Search code examples
javaunicode

Checking if string is Encodeable In Gsm0338


I am working on an SMS application and I send out Unicode characters (Amharic/G'eez). I am using this example. The method on line 240, isEncodeableInGsm0338(), is used to check if I should use another encoding or the default encoding.

Here is the code

 public static boolean isEncodeableInGsm0338(String isoString) {
    byte[] isoBytes = isoString.getBytes();
    outer:
    for (int i = 0; i < isoBytes.length; i++) {
        for (int j = 0; j < isoGsm0338Array.length; j++) {
            if (isoGsm0338Array[j] == isoBytes[i]) {
                continue outer;
            }
        }
        for (int j = 0; j < extendedIsoGsm0338Array.length; j++) {
            if (extendedIsoGsm0338Array[j][1] == isoBytes[i]) {
                continue outer;
            }
        }
        return false;
    }
    return true;
}

Here is the catch. The string "የእንግሊዝ ፕሪምየር ሊግ ነህሴ 6 ይጀምራል።", which is clearly Unicode, is returning from that method. My hypothesis being half of each letter. But I can't support that theory. If I change the text to "1. የእንግሊዝ ፕሪምየር ሊግ ነህሴ 6 ይጀምራል።", it detects correctly.

What is happening here?


Solution

  • Got it!

    The method on line 240 is as follows.

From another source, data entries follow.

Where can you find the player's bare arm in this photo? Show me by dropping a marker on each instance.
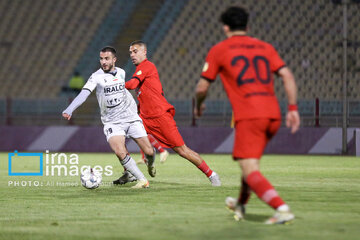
(200, 95)
(292, 116)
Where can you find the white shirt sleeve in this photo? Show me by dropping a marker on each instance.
(91, 83)
(80, 99)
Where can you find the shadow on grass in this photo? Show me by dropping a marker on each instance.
(256, 218)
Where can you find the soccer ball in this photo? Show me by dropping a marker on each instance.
(90, 178)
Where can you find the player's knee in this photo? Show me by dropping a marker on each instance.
(183, 151)
(120, 153)
(149, 150)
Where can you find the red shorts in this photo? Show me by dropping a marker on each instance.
(252, 135)
(164, 129)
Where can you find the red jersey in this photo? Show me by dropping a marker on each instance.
(246, 66)
(149, 90)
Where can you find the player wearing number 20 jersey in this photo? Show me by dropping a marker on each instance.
(246, 67)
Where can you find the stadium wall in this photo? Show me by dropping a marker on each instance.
(201, 139)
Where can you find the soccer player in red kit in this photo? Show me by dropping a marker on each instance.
(155, 111)
(246, 66)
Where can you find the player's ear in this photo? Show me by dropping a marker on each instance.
(226, 29)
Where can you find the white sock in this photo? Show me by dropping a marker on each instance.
(130, 165)
(283, 208)
(151, 157)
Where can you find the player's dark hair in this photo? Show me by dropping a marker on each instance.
(235, 17)
(109, 49)
(138, 42)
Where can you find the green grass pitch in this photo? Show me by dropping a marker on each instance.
(323, 192)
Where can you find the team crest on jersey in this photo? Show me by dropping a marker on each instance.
(206, 67)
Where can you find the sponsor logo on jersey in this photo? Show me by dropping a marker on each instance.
(115, 88)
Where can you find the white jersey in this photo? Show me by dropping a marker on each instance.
(115, 101)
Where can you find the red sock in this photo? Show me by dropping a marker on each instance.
(263, 189)
(155, 143)
(205, 169)
(245, 192)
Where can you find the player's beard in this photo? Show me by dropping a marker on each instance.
(109, 69)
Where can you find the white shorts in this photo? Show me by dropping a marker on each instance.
(129, 129)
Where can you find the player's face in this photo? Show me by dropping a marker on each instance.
(137, 54)
(107, 61)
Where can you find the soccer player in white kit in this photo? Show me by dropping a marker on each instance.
(118, 114)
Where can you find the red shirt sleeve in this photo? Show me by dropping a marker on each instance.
(137, 78)
(211, 66)
(132, 83)
(276, 63)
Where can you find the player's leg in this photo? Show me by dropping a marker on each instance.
(164, 129)
(163, 153)
(254, 136)
(142, 158)
(238, 206)
(149, 151)
(196, 159)
(137, 131)
(117, 144)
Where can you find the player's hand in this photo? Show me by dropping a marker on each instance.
(293, 121)
(199, 111)
(66, 116)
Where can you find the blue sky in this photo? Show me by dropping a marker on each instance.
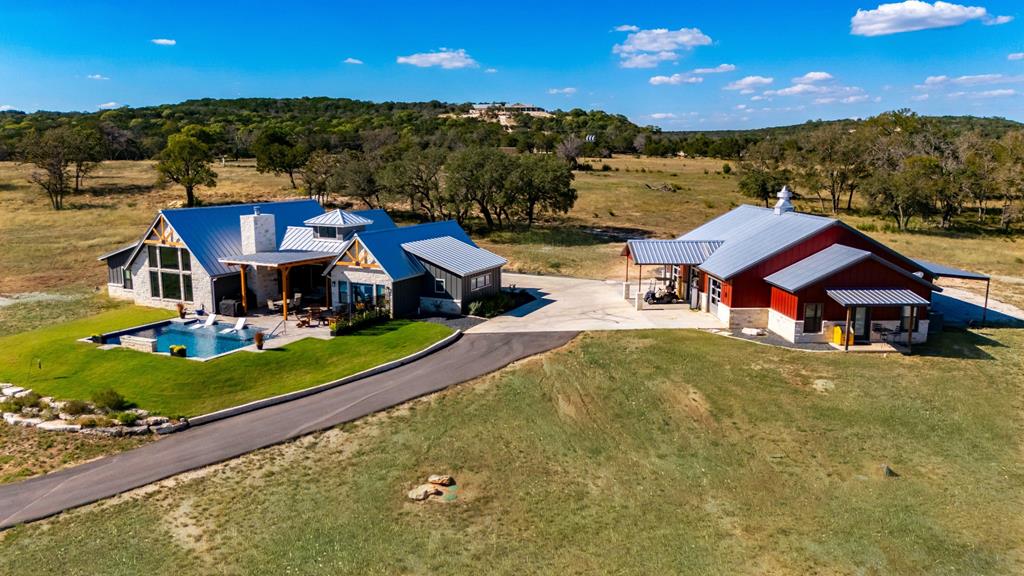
(679, 65)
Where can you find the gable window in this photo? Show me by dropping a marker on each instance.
(812, 318)
(170, 273)
(478, 282)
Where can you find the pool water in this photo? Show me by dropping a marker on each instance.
(201, 342)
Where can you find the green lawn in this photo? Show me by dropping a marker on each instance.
(649, 452)
(52, 363)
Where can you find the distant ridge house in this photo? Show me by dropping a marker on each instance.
(256, 253)
(797, 275)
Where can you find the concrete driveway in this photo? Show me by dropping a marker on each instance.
(576, 304)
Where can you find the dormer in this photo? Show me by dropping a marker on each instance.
(337, 224)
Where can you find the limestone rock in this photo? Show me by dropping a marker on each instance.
(59, 425)
(440, 480)
(423, 491)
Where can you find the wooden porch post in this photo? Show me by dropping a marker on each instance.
(984, 311)
(846, 331)
(909, 331)
(284, 289)
(245, 299)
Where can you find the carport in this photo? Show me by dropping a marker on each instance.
(942, 271)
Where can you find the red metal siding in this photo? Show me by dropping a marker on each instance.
(748, 289)
(784, 302)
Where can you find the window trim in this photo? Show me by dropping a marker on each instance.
(820, 317)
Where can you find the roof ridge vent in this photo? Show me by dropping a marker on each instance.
(783, 204)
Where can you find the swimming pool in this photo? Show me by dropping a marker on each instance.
(200, 342)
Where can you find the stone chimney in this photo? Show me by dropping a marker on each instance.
(783, 204)
(258, 233)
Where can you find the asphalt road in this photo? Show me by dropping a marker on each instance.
(472, 356)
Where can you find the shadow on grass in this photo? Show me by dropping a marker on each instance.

     public static boolean isEncodeableInGsm0338(String isoString) {
            byte[] isoBytes = isoString.getBytes();
            outer:
            for (int i = 0; i < isoBytes.length; i++) {
                for (int j = 0; j < isoGsm0338Array.length; j++) {
                    if (isoGsm0338Array[j] == isoBytes[i]) {
                        continue outer;
                    }
                }
                for (int j = 0; j < extendedIsoGsm0338Array.length; j++) {
                    if (extendedIsoGsm0338Array[j][1] == isoBytes[i]) {
                        continue outer;
                    }
                }
                return false;
            }
            return true;
        }
    

    As you can see, it usesisoString.getBytes() which is encoding dependent. The solution is to compare each char by getting the character array using isoString.toCharArray().

    Changed

    byte[] isoBytes = isoString.getBytes();

    to

    char[] isoBytes = isoString.toCharArray();

    You might want to name isoBytes to something else too. Works like a charm.